Venice Tavern | |
Pushpin Map: | USA Baltimore |
Current-Owner: | Dominic DeSantis |
Street-Address: | 339 S Conkling St |
City: | Baltimore |
State: | Maryland |
Coordinates: | 39.2878°N -76.5671°W |
Venice Tavern is a dive bar in the Highlandtown neighborhood of Baltimore, Maryland. The bar opened in 1933, when Frank Sr and Victoria DeSantis converted their basement and added an exterior staircase to access it from outside of their Conkling Street row house.
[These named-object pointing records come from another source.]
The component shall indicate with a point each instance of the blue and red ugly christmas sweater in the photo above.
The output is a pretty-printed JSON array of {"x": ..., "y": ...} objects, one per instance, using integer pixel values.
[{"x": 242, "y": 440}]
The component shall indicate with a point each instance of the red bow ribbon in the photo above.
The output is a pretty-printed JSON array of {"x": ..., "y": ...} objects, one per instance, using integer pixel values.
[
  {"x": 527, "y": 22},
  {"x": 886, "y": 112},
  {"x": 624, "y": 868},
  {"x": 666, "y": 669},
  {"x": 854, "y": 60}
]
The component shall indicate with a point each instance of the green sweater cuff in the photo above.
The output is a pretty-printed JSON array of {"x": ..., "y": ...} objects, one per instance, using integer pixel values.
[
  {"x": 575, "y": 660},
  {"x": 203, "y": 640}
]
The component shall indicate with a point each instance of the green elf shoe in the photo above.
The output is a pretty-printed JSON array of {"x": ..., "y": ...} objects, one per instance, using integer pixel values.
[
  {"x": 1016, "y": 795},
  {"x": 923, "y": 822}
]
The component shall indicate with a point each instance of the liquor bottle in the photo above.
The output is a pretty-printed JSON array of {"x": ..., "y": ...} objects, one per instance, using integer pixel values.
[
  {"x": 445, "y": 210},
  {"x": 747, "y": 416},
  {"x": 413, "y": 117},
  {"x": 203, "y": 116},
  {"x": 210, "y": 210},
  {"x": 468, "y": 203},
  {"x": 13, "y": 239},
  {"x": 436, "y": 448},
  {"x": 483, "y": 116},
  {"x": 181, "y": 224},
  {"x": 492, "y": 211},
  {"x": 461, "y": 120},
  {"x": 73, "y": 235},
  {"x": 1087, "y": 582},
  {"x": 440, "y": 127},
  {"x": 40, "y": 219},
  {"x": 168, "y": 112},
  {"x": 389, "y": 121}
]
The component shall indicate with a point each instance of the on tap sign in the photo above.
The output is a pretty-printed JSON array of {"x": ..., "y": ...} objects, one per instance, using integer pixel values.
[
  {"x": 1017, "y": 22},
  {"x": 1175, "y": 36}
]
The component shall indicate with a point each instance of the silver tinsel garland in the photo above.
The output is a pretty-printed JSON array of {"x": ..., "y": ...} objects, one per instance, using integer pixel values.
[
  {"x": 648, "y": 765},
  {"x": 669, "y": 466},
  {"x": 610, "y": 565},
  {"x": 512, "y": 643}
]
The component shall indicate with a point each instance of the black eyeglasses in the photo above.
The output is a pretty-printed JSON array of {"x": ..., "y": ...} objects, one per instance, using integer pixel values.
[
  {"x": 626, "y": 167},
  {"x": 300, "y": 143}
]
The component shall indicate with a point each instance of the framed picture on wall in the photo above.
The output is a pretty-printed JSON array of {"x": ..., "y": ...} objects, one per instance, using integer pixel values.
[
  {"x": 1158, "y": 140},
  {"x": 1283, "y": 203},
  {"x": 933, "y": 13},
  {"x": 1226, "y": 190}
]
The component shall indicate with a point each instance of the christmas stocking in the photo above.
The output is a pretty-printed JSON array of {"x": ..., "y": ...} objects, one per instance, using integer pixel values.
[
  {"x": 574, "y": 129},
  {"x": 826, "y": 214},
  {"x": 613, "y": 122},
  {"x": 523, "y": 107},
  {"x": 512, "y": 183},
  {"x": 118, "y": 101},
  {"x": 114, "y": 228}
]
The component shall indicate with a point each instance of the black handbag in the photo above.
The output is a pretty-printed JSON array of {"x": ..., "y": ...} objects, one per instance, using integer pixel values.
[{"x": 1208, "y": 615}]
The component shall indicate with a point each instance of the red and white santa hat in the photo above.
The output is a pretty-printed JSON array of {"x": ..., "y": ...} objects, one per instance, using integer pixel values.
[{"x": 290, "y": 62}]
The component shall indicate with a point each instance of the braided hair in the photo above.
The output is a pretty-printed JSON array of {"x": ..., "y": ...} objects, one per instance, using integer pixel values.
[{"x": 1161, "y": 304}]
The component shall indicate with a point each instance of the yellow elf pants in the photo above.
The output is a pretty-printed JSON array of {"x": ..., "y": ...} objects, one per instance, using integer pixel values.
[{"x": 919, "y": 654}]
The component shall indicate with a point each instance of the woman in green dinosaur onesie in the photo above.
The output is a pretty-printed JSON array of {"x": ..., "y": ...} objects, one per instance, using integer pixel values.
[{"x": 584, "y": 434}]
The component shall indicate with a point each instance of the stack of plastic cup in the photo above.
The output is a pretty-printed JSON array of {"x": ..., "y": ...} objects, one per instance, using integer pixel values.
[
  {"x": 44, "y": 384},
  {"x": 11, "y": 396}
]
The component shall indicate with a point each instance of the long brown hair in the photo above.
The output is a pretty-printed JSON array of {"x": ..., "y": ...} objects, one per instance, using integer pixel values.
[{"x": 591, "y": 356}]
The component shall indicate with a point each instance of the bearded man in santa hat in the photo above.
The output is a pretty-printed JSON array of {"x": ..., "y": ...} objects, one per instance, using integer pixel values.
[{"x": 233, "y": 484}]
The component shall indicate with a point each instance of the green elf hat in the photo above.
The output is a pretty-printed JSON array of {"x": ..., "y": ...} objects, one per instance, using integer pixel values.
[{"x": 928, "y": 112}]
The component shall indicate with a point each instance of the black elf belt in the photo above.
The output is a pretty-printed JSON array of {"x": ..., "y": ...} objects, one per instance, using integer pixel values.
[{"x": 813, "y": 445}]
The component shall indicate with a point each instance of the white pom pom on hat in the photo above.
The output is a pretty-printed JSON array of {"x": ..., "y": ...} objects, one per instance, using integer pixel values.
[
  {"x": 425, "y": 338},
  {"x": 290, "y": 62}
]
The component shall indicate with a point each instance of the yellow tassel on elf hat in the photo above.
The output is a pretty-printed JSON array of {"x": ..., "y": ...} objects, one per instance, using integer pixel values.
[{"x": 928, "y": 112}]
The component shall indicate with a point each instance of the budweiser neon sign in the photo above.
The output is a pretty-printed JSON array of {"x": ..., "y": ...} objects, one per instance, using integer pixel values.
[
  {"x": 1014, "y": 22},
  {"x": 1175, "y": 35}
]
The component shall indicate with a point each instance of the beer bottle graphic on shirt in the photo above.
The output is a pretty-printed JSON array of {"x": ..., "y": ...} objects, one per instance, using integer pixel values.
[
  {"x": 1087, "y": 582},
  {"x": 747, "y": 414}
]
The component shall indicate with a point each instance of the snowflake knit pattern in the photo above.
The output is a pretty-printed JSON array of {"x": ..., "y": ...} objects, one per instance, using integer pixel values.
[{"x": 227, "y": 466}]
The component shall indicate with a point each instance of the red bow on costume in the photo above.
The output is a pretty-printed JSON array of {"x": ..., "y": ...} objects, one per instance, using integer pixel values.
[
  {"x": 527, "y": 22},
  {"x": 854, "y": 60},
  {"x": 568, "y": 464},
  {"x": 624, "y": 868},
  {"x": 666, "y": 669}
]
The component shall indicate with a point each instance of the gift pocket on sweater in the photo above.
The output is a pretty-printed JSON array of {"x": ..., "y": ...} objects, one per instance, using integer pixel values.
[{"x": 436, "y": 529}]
The 3-story mansion above the bar was originally built in 1920 for William Schluderberg of C., a member of the William Schluderberg & Son meat packing family, and now houses a local and organic farmers market store.[1]
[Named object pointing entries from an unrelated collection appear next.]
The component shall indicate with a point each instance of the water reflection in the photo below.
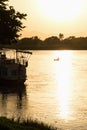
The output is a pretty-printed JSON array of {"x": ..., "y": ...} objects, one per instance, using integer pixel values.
[
  {"x": 63, "y": 76},
  {"x": 12, "y": 99}
]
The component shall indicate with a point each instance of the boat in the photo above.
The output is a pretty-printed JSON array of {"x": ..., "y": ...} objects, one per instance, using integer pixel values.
[
  {"x": 57, "y": 59},
  {"x": 13, "y": 70}
]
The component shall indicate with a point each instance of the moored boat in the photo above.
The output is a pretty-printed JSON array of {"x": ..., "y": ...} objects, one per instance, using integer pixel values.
[{"x": 13, "y": 70}]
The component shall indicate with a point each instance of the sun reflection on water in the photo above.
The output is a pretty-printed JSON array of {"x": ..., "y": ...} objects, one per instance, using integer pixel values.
[{"x": 63, "y": 75}]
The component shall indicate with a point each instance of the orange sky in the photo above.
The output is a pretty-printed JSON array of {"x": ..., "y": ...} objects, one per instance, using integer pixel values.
[{"x": 51, "y": 17}]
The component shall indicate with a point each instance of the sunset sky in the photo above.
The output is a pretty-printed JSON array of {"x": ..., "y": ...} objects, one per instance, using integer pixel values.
[{"x": 50, "y": 17}]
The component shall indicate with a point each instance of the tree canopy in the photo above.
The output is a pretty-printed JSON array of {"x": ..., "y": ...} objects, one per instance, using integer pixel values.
[{"x": 10, "y": 23}]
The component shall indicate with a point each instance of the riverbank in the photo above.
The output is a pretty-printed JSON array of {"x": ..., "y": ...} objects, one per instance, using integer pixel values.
[{"x": 11, "y": 124}]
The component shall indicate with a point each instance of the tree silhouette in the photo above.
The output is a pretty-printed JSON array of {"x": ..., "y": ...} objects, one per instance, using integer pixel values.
[
  {"x": 10, "y": 23},
  {"x": 61, "y": 36}
]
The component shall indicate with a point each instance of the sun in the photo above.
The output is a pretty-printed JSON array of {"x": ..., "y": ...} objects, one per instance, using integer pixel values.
[{"x": 61, "y": 9}]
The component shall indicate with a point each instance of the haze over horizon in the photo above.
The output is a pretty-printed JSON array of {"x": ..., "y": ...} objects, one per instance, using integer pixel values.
[{"x": 50, "y": 17}]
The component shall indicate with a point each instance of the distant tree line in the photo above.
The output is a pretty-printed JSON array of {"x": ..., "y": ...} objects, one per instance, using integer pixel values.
[{"x": 52, "y": 43}]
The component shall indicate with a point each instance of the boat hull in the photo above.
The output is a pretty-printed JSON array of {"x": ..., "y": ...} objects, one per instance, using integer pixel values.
[{"x": 12, "y": 82}]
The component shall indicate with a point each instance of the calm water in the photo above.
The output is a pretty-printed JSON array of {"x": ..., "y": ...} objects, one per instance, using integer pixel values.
[{"x": 55, "y": 92}]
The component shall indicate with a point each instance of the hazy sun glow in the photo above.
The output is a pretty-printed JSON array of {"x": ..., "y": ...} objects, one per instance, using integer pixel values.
[{"x": 61, "y": 9}]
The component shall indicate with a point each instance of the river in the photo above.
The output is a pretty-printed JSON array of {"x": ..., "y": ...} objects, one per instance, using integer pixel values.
[{"x": 55, "y": 91}]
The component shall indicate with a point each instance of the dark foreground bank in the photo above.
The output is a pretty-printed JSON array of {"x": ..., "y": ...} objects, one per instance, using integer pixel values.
[{"x": 10, "y": 124}]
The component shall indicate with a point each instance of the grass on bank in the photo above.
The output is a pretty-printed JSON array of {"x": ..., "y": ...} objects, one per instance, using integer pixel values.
[{"x": 10, "y": 124}]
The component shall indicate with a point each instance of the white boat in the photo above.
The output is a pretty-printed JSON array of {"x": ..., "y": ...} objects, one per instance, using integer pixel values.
[
  {"x": 13, "y": 70},
  {"x": 57, "y": 59}
]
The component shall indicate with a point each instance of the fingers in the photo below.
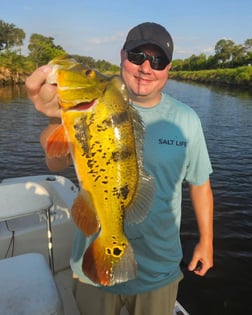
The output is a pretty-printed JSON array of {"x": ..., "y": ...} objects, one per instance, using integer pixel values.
[
  {"x": 42, "y": 94},
  {"x": 202, "y": 260}
]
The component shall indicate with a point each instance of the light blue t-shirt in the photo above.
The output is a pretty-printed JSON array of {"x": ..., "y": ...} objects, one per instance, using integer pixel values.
[{"x": 174, "y": 151}]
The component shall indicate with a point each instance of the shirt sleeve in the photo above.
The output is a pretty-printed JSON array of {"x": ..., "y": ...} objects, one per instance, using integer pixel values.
[{"x": 198, "y": 166}]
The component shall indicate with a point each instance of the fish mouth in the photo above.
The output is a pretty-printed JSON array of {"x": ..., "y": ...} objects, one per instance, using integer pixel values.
[{"x": 83, "y": 106}]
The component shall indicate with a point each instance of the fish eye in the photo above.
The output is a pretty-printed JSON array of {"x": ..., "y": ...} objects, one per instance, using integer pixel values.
[{"x": 90, "y": 73}]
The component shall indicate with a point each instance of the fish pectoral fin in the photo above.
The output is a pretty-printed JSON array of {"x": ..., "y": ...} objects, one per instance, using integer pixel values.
[
  {"x": 84, "y": 215},
  {"x": 108, "y": 267},
  {"x": 57, "y": 143},
  {"x": 138, "y": 210}
]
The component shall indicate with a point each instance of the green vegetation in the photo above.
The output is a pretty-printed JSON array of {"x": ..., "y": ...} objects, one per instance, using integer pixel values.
[
  {"x": 241, "y": 76},
  {"x": 230, "y": 64},
  {"x": 14, "y": 67}
]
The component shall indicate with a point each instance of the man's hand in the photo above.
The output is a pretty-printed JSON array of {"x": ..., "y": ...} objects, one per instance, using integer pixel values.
[{"x": 42, "y": 94}]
Established in 1933, just after the repeal of prohibition, a portrait of then-president Franklin Delano Roosevelt behind the bar continues to pay tribute to Venice's founding history.[2] Venice was established by Italian immigrants Frank and Mary Victoria DeSantis Sr., and while Mary hailed from Naples in Southern Italy, her love of Venice gave the bar its name.[3]
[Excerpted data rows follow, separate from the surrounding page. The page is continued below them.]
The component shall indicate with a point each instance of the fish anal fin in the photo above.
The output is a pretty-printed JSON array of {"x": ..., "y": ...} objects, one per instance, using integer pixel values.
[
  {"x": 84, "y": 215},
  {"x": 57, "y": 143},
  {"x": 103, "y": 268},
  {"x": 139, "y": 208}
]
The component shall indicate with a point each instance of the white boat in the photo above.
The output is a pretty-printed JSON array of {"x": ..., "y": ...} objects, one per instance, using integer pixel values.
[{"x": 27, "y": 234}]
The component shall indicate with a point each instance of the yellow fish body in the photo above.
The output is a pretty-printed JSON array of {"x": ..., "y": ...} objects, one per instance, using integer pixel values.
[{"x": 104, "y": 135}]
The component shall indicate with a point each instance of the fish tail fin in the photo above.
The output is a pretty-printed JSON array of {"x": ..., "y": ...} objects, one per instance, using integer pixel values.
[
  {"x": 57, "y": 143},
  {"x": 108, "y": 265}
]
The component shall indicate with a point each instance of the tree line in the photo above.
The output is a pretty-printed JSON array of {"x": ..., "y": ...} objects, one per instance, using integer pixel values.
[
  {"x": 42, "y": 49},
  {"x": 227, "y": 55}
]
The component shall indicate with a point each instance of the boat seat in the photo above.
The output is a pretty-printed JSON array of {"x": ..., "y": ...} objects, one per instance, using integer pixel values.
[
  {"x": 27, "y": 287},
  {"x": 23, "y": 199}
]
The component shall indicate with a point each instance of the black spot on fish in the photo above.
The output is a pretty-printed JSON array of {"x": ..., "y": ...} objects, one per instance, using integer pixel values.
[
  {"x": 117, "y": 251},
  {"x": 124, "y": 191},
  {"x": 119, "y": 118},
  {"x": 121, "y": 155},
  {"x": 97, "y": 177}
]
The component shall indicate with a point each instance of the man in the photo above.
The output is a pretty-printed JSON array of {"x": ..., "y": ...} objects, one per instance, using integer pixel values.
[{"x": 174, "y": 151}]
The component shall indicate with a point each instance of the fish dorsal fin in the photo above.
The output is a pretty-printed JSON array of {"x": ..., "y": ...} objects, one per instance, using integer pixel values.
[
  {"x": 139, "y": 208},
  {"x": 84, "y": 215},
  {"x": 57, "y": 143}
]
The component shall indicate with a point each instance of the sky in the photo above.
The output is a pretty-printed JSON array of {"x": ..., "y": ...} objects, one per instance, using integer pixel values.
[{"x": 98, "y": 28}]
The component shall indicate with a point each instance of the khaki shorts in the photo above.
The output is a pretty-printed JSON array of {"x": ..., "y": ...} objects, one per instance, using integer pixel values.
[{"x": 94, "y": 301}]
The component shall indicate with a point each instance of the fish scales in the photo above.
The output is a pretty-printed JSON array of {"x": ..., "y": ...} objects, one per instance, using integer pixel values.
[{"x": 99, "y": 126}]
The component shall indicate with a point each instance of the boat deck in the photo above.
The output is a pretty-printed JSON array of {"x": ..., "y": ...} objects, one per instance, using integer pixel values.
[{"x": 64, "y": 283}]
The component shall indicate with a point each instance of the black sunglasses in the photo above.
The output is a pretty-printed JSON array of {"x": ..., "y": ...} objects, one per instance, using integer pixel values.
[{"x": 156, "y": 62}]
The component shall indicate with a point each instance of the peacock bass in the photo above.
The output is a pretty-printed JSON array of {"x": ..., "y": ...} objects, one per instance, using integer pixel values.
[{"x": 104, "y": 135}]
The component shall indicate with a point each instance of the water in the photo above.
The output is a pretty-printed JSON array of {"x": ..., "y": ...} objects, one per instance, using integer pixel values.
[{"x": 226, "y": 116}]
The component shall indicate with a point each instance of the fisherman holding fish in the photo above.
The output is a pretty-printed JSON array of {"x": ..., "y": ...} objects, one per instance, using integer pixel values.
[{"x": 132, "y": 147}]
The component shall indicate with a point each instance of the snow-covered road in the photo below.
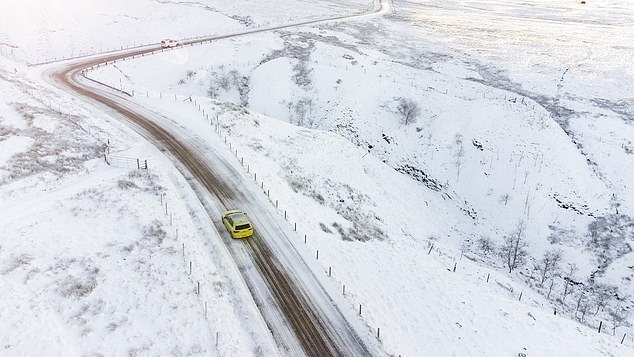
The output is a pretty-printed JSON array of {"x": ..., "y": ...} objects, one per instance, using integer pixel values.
[{"x": 302, "y": 314}]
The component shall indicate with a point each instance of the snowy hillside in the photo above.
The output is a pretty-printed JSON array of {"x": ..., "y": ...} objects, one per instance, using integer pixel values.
[{"x": 523, "y": 128}]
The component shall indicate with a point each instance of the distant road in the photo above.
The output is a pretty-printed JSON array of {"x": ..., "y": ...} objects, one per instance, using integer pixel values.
[{"x": 300, "y": 313}]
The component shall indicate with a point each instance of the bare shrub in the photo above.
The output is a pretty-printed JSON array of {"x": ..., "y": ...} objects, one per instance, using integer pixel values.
[
  {"x": 408, "y": 111},
  {"x": 513, "y": 250}
]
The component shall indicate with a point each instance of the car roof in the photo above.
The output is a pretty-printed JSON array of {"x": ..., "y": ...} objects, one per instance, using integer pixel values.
[{"x": 238, "y": 217}]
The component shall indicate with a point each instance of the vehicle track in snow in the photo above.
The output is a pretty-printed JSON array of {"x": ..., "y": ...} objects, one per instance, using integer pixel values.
[{"x": 315, "y": 330}]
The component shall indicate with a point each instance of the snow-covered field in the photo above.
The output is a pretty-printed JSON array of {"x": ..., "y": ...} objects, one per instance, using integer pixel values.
[{"x": 525, "y": 115}]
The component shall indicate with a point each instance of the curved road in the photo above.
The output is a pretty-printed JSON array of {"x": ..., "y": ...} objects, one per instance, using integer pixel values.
[{"x": 299, "y": 301}]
At the time of the bar's founding, Highlandtown was home to working-class Polish, German and Italian families, and the simple, affordable (at 15 cents) beer offerings reflected the tastes of the neighborhood.[4] Venice was run by the husband-wife duo for three decades. Frank Sr. died in 1962, and Mary ran the bar herself until her own death in 1967, after which control passed to their two sons, Frank Jr. and Vince DeSantis. Frank DeSantis Jr. turned the bar over to his son Dominic DeSantis in 2006.[5] While not changing the aesthetic character of the bar, Dominic acknowledged shifts in the composition of the neighborhood and tastes, introducing various craft beers to the taps at Venice, but keeping the low prices which had made it locally notable. In recent years, Venice has participated in various tap takeovers and regional craft brewery features.[6] It has also been a featured stop on annual walking tours during Baltimore Beer Week.[7]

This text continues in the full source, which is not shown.